Para classificar o TB usamos os seguintes tipos:
Tipo I - episódios depressivo e episódio de mania (grave)
Tipo II - episódios depressivo e episódio de hipomania (leve, mais sutil)
Ciclotimia, Transtorno ciclotímico - Oscilações persistentes depressivas e de hipomania
Tipo misto - grave
Nos quadros mistos as oscilações acontecem em períodos curtos, dias, até mesmo, no mesmo dia. Veja a citação de Moreno, abaixo: “A superposição de sintomas maníaco-depressivos resulta em instabilidade afetiva, e diferentes comportamentos impulsivos podem surgir no intuito de aliviar a ansiedade ou canalizar a inquietação causada por depressões mistas ou hipomanias mistas, como, por exemplo, raiva, violência, agressividade para si ou para outros (bater, ameaçar, cortar-se), tentativas de suicídio, abuso de substâncias (cigarro, álcool, drogas, tranquilizantes, analgésicos), comer por ansiedade e compras compulsivas. Habitualmente, o paciente troca o dia pela noite…” (“Aprendendo a viver com o transtorno bipolar” - Manual Educativo - Moreno, Ricardo Alberto - Artmed, 2015)
Outros transtornos podem estar associados ao transtorno bipolar, como comórbidos, e devem ser tratados conjuntamente. São eles, transtornos de ansiedade, como TOC e fobia social, transtornos alimentares, TDAH, dependência química, dentre outros.
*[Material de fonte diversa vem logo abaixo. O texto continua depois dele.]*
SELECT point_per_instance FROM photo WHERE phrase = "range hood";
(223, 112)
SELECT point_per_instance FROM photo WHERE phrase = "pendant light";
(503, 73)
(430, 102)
A qualidade de vida deve ser o objetivo principal a ser alcançado pelo indivíduo com o TAB e para isso é fundamental o apoio da família. Deve ser priorizado o bem-estar físico, mental social e até espiritual. É importante cuidar do ciclo biológico, receber suporte social, evitar o estresse, o álcool e qualquer outro estimulante; é fundamental a prática de exercícios físicos e outras práticas corporais como meditação e ioga; é altamente recomendado a exposição à luz natural, sempre que possível; definir um propósito de vida, com objetivos claros; estar em tratamento psicanalítico e acompanhamento psiquiátrico, dependendo da gravidade.
Enfim, tudo isso se resume à estruturação de estilo de vida, não fácil, mas não impossível.